In 1877, when Dubois entered medical school, Charles Darwin's theory of evolution by natural selection was the subject of controversy throughout the western world. Opponents of the theory were quick to point out that nobody had found any kind of evolutionary 'link' between humans and other primates. Therefore, they reasoned, God must have made us out of clay. In point of fact, the first Neanderthal skullcap had been found in 1856, three years before Darwin published his great book, but scientists did not realize for years what the skulls represented (and frankly, since Neanderthals are not ancestors of modern man, the debate would not have ended if they had).
While Dubois was still in school, he heard a lecture by the great German naturalist Ernst Haeckel, who was sure that a missing link had existed, and had developed theories about the creature and where it had lived. Haeckel had even gone so far as to name the species, Pithecanthropus alalus ("ape man without speech"), though no example of it had yet been found. Dubois swore that he would find (fossil evidence of) Haeckel's creature, and that in doing so, he would prove to the world that Darwin was right.
To this end, he committed himself to travel to the Dutch East Indies (now Indonesia).
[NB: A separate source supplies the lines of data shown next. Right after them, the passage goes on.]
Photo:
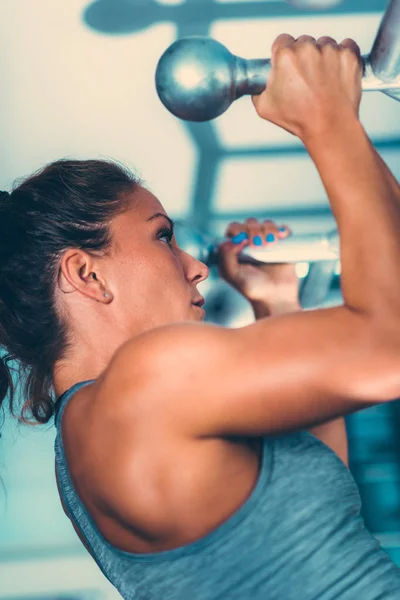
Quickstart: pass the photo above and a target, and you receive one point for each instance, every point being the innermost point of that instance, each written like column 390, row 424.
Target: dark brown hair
column 68, row 203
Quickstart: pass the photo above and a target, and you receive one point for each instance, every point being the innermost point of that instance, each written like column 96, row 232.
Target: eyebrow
column 157, row 215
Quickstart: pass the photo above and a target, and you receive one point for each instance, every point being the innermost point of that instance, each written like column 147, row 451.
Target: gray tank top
column 298, row 536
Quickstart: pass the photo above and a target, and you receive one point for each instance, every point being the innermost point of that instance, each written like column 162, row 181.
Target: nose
column 195, row 270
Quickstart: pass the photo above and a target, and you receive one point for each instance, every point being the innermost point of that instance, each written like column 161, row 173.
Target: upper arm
column 278, row 374
column 334, row 435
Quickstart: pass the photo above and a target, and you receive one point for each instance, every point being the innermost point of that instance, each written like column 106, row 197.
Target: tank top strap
column 62, row 400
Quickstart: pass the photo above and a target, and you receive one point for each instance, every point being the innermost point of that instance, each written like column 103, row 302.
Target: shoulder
column 166, row 352
column 152, row 366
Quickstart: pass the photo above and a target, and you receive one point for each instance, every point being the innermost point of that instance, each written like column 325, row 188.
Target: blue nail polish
column 239, row 238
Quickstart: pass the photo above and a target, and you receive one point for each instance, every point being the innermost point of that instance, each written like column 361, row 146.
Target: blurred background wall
column 78, row 80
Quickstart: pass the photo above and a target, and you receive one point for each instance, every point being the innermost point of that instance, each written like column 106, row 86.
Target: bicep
column 278, row 374
column 334, row 435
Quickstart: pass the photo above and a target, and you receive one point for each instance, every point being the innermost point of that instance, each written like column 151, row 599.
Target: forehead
column 142, row 205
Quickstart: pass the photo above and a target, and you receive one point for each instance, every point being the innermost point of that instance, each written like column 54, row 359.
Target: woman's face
column 153, row 281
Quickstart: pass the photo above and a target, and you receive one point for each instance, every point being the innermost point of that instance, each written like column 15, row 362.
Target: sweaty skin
column 163, row 447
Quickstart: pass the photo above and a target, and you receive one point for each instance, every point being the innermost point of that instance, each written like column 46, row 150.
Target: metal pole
column 299, row 248
column 385, row 54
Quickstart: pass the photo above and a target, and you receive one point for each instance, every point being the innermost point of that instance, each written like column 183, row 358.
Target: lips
column 199, row 302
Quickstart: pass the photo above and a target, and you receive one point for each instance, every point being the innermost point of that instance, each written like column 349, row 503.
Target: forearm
column 366, row 206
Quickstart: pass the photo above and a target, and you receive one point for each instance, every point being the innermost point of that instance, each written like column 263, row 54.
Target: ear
column 80, row 271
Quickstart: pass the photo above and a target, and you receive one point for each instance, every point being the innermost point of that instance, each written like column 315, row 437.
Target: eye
column 167, row 233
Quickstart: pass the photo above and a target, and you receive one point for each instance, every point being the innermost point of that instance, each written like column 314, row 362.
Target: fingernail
column 239, row 238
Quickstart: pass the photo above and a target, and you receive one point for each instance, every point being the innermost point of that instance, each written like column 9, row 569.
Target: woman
column 174, row 456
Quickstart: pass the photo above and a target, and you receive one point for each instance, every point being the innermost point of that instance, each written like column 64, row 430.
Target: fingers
column 256, row 233
column 326, row 40
column 305, row 38
column 282, row 41
column 352, row 45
Why there? I have not seen a definitive explanation, but the following points probably contributed:
- Apes are found in Asia and Africa, but not in Europe or anywhere in the Americas. Therefore, a bridging species might have emerged somewhere between Africa and Asia. (Haeckel in fact extrapolated the existence of a lost island of Lemuria somewhere in the Indian Ocean where humans had evolved from Apes)
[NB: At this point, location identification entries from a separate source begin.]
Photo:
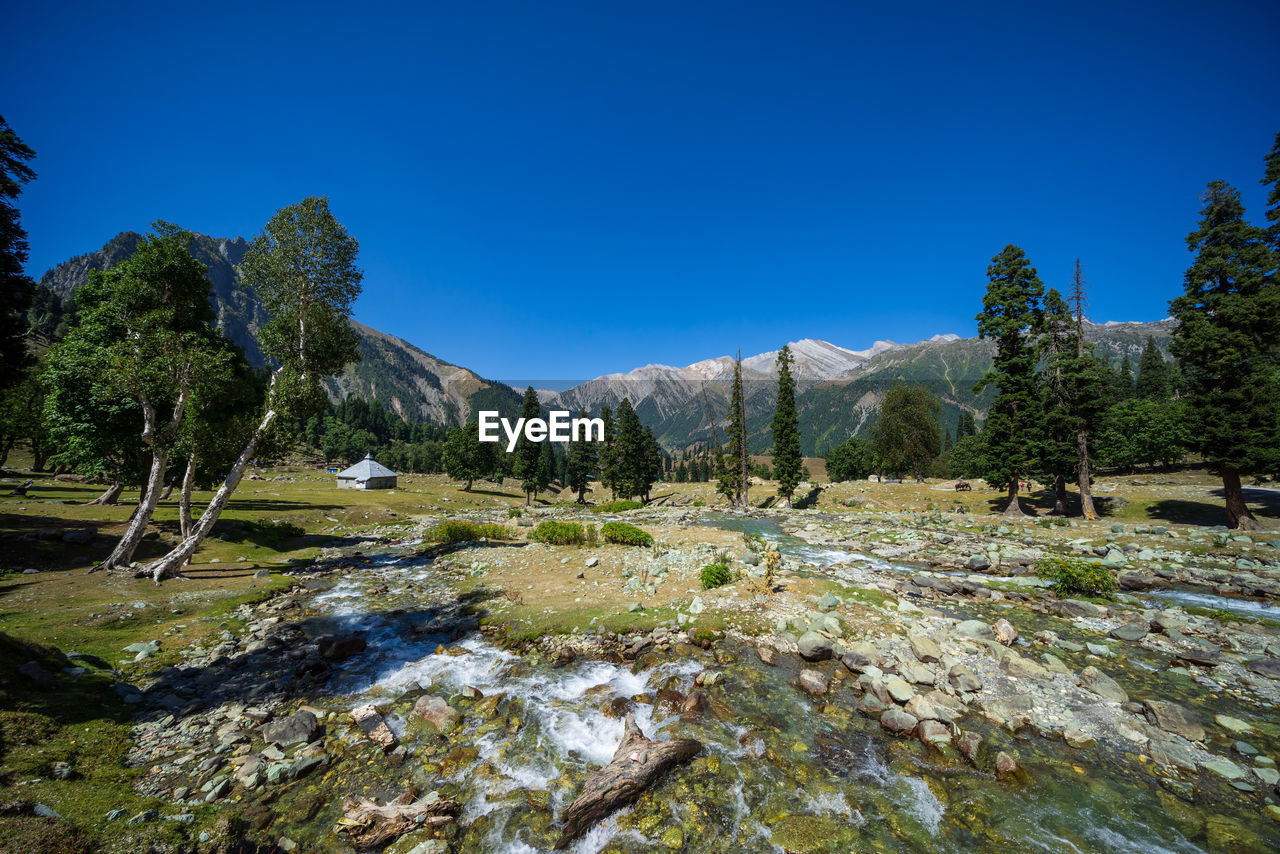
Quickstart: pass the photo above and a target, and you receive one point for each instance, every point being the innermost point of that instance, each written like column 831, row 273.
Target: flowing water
column 778, row 772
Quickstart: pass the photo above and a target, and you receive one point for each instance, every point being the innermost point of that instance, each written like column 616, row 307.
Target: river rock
column 897, row 721
column 1174, row 718
column 1079, row 608
column 1095, row 680
column 1269, row 667
column 814, row 647
column 1020, row 667
column 813, row 683
column 860, row 654
column 973, row 629
column 338, row 647
column 899, row 689
column 1004, row 631
column 298, row 727
column 933, row 733
column 438, row 713
column 924, row 649
column 963, row 679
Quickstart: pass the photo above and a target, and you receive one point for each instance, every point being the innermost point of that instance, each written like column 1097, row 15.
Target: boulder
column 1174, row 718
column 974, row 629
column 813, row 683
column 298, row 727
column 438, row 713
column 338, row 647
column 1004, row 631
column 924, row 649
column 814, row 647
column 1095, row 680
column 897, row 721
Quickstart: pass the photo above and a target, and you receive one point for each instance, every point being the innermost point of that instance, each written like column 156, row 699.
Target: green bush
column 716, row 575
column 625, row 534
column 618, row 506
column 1073, row 576
column 456, row 531
column 558, row 534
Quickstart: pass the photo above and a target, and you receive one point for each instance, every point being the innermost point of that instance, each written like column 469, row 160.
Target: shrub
column 625, row 534
column 714, row 575
column 456, row 531
column 1073, row 576
column 618, row 506
column 558, row 534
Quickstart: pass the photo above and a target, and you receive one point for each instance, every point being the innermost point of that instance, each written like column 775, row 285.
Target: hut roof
column 366, row 469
- At the time, scientists believed that Orangutans were the apes closest to man. We now know that all the African apes are closer, especially the pygmie chimpanzee (subject of the often quoted "98.5% genetic match with man" statistic. However, during the Victorian age, Orangutans were thought to differ from man only in being hairier and lacking the power of speech. Orangs are found only in Malaysia and Borneo, so it made sense to look there and nearby to find Pithecanthropus.
- The Dutch East Indies were a Dutch colony; Dubois was Dutch. It would make things easier.
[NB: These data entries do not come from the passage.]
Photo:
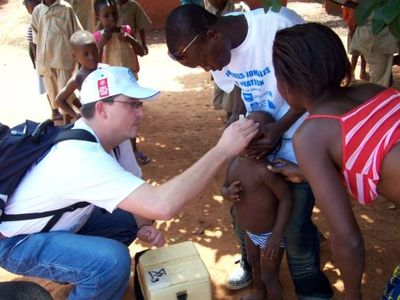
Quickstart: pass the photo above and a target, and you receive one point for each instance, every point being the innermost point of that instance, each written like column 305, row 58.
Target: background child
column 53, row 23
column 116, row 44
column 132, row 14
column 30, row 5
column 118, row 47
column 84, row 50
column 262, row 202
column 349, row 17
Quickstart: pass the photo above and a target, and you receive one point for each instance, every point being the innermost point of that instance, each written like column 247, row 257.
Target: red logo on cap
column 102, row 86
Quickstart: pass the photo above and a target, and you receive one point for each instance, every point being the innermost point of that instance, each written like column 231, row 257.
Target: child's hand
column 231, row 192
column 136, row 45
column 151, row 235
column 125, row 37
column 273, row 248
column 104, row 38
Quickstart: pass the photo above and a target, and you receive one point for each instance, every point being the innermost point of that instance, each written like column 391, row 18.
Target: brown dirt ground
column 177, row 129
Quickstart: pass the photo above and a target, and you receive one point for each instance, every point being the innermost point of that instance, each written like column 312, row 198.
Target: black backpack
column 23, row 146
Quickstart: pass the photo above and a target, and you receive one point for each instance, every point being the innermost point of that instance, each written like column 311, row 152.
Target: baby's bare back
column 256, row 211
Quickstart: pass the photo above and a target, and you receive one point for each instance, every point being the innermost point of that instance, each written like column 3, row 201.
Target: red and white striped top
column 369, row 131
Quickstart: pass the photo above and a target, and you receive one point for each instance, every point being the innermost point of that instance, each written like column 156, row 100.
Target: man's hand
column 288, row 169
column 151, row 235
column 236, row 137
column 231, row 192
column 269, row 136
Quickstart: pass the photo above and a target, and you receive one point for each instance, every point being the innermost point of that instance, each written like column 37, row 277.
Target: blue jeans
column 302, row 250
column 198, row 2
column 96, row 259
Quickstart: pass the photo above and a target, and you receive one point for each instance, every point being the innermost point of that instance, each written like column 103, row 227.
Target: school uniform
column 53, row 26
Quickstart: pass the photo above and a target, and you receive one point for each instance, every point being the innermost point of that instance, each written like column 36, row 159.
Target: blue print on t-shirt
column 248, row 97
column 271, row 104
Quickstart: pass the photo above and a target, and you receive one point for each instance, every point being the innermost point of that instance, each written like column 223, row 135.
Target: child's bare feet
column 254, row 294
column 142, row 157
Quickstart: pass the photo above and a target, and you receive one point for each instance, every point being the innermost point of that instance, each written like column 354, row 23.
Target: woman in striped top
column 348, row 144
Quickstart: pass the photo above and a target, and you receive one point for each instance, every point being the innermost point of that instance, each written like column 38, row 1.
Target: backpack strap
column 31, row 216
column 68, row 134
column 75, row 134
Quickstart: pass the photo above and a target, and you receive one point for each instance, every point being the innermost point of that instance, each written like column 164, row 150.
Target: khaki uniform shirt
column 53, row 26
column 118, row 53
column 132, row 14
column 85, row 13
column 365, row 41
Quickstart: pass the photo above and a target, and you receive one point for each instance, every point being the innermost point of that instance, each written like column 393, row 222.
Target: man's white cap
column 108, row 81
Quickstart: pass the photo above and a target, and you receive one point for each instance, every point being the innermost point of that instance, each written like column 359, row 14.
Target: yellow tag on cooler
column 174, row 272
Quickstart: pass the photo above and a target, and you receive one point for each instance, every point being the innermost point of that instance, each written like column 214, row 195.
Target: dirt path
column 177, row 130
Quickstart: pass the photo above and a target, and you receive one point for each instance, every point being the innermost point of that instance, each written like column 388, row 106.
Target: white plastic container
column 174, row 272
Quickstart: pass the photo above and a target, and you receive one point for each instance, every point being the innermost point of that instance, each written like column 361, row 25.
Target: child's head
column 30, row 5
column 309, row 59
column 84, row 49
column 262, row 118
column 106, row 13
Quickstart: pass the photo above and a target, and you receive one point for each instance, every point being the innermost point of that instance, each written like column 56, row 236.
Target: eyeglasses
column 179, row 54
column 132, row 104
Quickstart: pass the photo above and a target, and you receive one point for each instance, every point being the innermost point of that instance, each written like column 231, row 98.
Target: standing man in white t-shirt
column 238, row 52
column 87, row 247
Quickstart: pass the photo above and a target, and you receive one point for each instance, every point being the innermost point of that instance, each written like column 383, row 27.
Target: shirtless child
column 84, row 50
column 262, row 201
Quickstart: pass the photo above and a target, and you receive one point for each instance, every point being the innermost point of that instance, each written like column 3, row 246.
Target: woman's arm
column 272, row 132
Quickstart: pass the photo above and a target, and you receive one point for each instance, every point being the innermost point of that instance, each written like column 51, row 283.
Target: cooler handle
column 181, row 295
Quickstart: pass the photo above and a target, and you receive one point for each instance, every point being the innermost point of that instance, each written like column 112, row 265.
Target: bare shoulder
column 363, row 92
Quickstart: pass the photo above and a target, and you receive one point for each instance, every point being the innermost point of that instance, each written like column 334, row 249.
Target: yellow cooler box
column 174, row 272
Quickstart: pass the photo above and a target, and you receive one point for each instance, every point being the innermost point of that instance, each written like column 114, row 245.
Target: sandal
column 141, row 157
column 56, row 115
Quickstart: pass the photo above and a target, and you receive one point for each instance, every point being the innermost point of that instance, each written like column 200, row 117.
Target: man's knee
column 115, row 258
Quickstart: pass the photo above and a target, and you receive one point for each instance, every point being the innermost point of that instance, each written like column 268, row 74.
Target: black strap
column 75, row 134
column 30, row 216
column 70, row 134
column 58, row 215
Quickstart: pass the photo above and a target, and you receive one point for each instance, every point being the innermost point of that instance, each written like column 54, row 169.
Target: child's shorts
column 392, row 291
column 261, row 239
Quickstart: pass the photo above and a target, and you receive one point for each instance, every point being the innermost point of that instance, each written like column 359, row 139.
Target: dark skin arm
column 288, row 169
column 282, row 192
column 272, row 132
column 321, row 171
column 230, row 190
column 64, row 94
column 104, row 39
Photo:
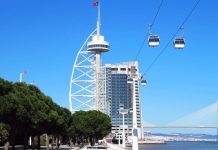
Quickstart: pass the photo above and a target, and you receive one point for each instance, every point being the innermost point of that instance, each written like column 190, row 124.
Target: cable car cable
column 155, row 17
column 161, row 52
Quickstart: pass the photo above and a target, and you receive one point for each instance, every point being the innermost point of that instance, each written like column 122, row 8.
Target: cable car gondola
column 143, row 82
column 129, row 80
column 179, row 43
column 153, row 40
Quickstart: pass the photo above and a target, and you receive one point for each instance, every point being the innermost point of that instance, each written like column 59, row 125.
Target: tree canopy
column 26, row 111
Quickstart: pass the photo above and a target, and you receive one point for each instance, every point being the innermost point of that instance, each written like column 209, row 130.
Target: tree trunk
column 47, row 142
column 58, row 142
column 32, row 142
column 25, row 141
column 6, row 145
column 38, row 141
column 13, row 138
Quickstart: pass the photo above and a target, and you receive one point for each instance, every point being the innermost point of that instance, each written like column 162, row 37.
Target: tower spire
column 99, row 18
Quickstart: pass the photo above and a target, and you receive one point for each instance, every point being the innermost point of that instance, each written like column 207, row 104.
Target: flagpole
column 99, row 18
column 21, row 75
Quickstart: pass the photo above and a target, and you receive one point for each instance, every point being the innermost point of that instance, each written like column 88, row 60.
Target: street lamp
column 123, row 112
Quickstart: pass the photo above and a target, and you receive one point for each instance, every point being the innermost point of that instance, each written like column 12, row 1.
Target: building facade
column 122, row 84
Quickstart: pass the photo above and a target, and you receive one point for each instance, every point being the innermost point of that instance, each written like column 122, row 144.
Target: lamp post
column 123, row 112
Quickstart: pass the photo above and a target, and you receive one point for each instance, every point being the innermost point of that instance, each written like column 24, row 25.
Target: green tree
column 90, row 126
column 4, row 133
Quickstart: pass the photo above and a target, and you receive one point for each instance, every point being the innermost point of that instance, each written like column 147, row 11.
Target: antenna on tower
column 99, row 17
column 217, row 123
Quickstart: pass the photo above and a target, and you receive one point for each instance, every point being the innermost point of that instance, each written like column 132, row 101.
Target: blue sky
column 43, row 37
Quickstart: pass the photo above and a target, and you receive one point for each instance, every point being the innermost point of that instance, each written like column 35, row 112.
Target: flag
column 95, row 4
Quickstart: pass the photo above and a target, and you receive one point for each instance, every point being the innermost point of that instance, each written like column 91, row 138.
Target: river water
column 182, row 146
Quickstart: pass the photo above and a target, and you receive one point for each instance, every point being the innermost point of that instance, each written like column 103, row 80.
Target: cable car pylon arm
column 72, row 74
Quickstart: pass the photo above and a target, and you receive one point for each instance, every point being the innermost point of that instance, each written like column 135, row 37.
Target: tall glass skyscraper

Dubois was not able to convince anybody else to pay for his expedition, so he joined the Dutch Indian Army and brought his family to Sumatra in 1888. There, he had plenty of time to hunt for fossils, but he suffered terrible adventures. He got stuck in a tiger cave. He caught maleria. His workers stole all the fossils they found and sold them to Chinese merchants to be ground into nonsenical folk medicines. However, between 1891 and 1893, in Java, Dubois was able to salvage teeth, a skullcap, and a femur from something that was old, bipedal, and not human. They were clearly, in Dubois's words, from "a great, manlike ape."
Because he had found a femur and not a jaw, Dubois modified Haeckel's name, calling his find Pithecanthropus erectus ("ape man who stands erect"). He returned to Europe in 1895 and spent the next several years travelling about with the bones, speaking at conferences, making plaster molds, photos, and reconstructions, and otherwise fighting for recognition that the missing link had been found. He was by and large not successful.
Bitter, Dubois retreated into isolation for the last thirty years of his life. In these years, other, similar fossils were found in a number of locations, and anthropologists were coming to understand the early history of the human species. Java Man (ultimately reclassified as Homo erectus) fit into that story, not as a missing link between man and the apes, but as an early type of man. Dubois never accepted that conclusion, but his great work in finding Java Man, and his perseverance in spreading news of his find, make him a scientific hero nonetheless.